Wednesday, October 8, 2014

Dad's Butternut Squash Muffins!

One of my favorite things to do in the Fall is to get into the kitchen and BAKE! The Fall season is chock-full of some of the most delicious foods---apples, squash, root vegetables, galore! What's more? I'm super lucky to have a father who is a gentleman farmer! Every Fall, we are greeted by him with abundant deliveries of the finest organic fruits and vegetables: Asian pears, butternut squash, beets, turnips, eggplants, green beans. You name it, he grows it! And, we're not talking about your average backyard veggie garden, folks. We're talking about quantities that will carry our entire family through the winter months--with plenty of home grown fruits and vegetables.




Determined not to waste anything, Dad has become a mastermind of canning and freezing his harvest. This week, I had a bit of extra time, and decided to experiment in the kitchen with some butternut squash. The goal?
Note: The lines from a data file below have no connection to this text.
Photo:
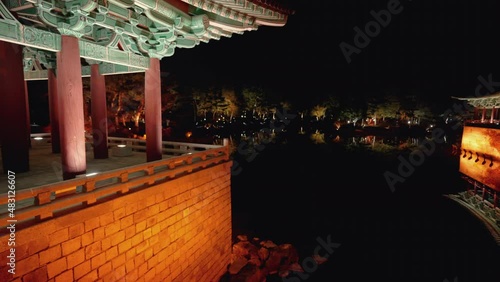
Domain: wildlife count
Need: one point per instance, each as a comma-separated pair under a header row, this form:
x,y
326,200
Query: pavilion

To come up with a delicious, nutritious treat that I can put into my son's lunch box---in hopes of replacing some of the pricey convenience "veggie muffins" that I've been foolishly buying at the store (pictured right).
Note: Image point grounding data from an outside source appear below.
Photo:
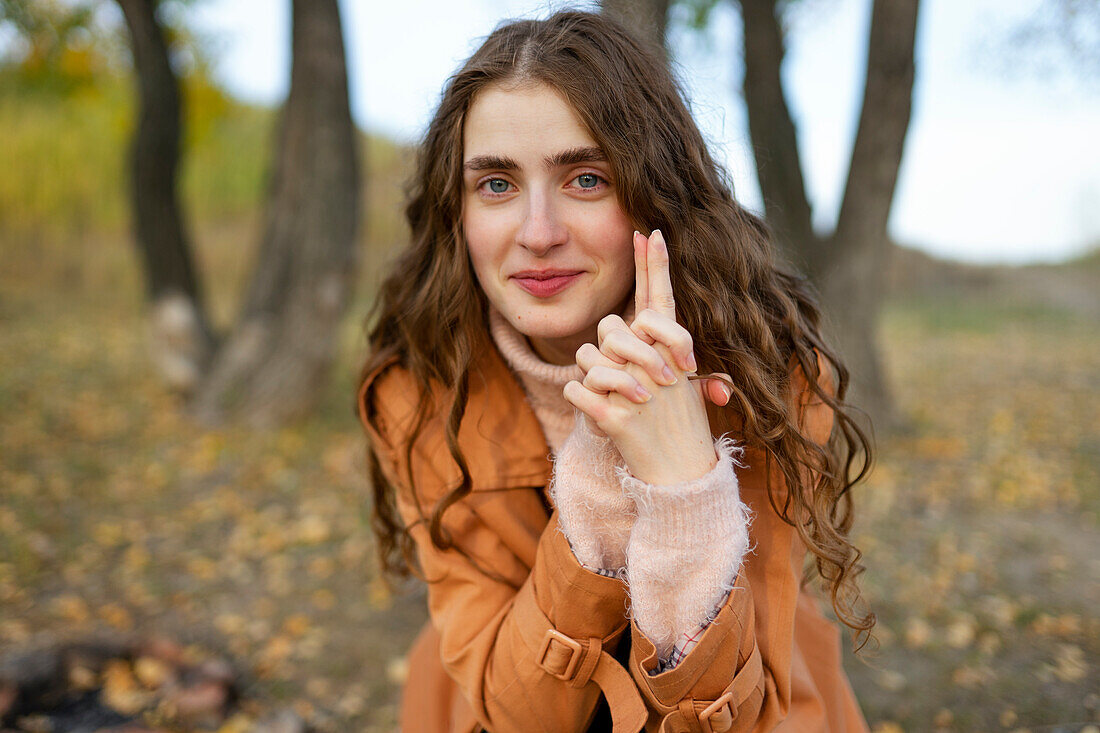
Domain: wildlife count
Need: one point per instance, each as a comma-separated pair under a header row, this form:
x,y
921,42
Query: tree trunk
x,y
646,18
771,130
183,338
274,362
848,266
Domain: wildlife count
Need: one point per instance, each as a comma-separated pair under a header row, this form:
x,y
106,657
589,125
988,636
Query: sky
x,y
1001,163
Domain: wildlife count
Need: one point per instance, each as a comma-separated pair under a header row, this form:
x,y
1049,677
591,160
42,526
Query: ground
x,y
978,523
The result? These fantastic Butternut Squash Muffins. Including powerhouse ingredients like Dad's home grown butternut squash, plain greek yogurt, ground flax, and whole wheat flour---this recipe is a WINNER!!!
Try them out!


Dad's Butternut Squash Muffins


Ingredients:
1.5 cups butternut squash (peeled, cubed, steamed and mashed)
3 eggs
1/2 cup water
1/2 cup plain greek yogurt
1/2 cup sugar
1/2 cup brown sugar, packed
2 cups whole wheat flour
1 cup all-purpose flour
1 Tbsp ground flax seeds
1.5 tsp. baking powder
1.5 tsp. baking soda
1.5 tsp. ground cinnamon
1/2 tsp. salt
1/2 tsp. nutmeg
1/2 tsp. ground cloves
1/2 tsp. pumpkin pie spice

**Feel free to toss in 1/2 cup of your favorite chopped nuts or dried fruit!



Procedure:
  1. Preheat oven to 400 degrees.
  2. If your squash is not already cooked, you will need to peel, cube and steam the squash for about 10-15 minutes, or until the squash can easily be pierced with a fork. Otherwise, skip this step.
  3. Measure 1.5 cups of squash into a large bowl. Mash eggs, water, yogurt, and sugars into the squash. add in the flours, baking powder, baking soda, flax and all spices, until the batter is well mixed. The batter will be thick and a bit lumpy. If using nuts or dried fruit, fold them into the batter as a last step.
  4. Spoon batter into 18-20 prepared muffin cups. They should be about 2/3 full of batter.
  5. Bake in the preheated oven until a toothpick inserted into the center of a muffin comes out clean--about 15 minutes. 
  6. ENJOY after cooling on a wire rack for about 10 minutes....or put them into an air tight container and FREEZE for future delight. Frozen muffins should microwave or toast quite well!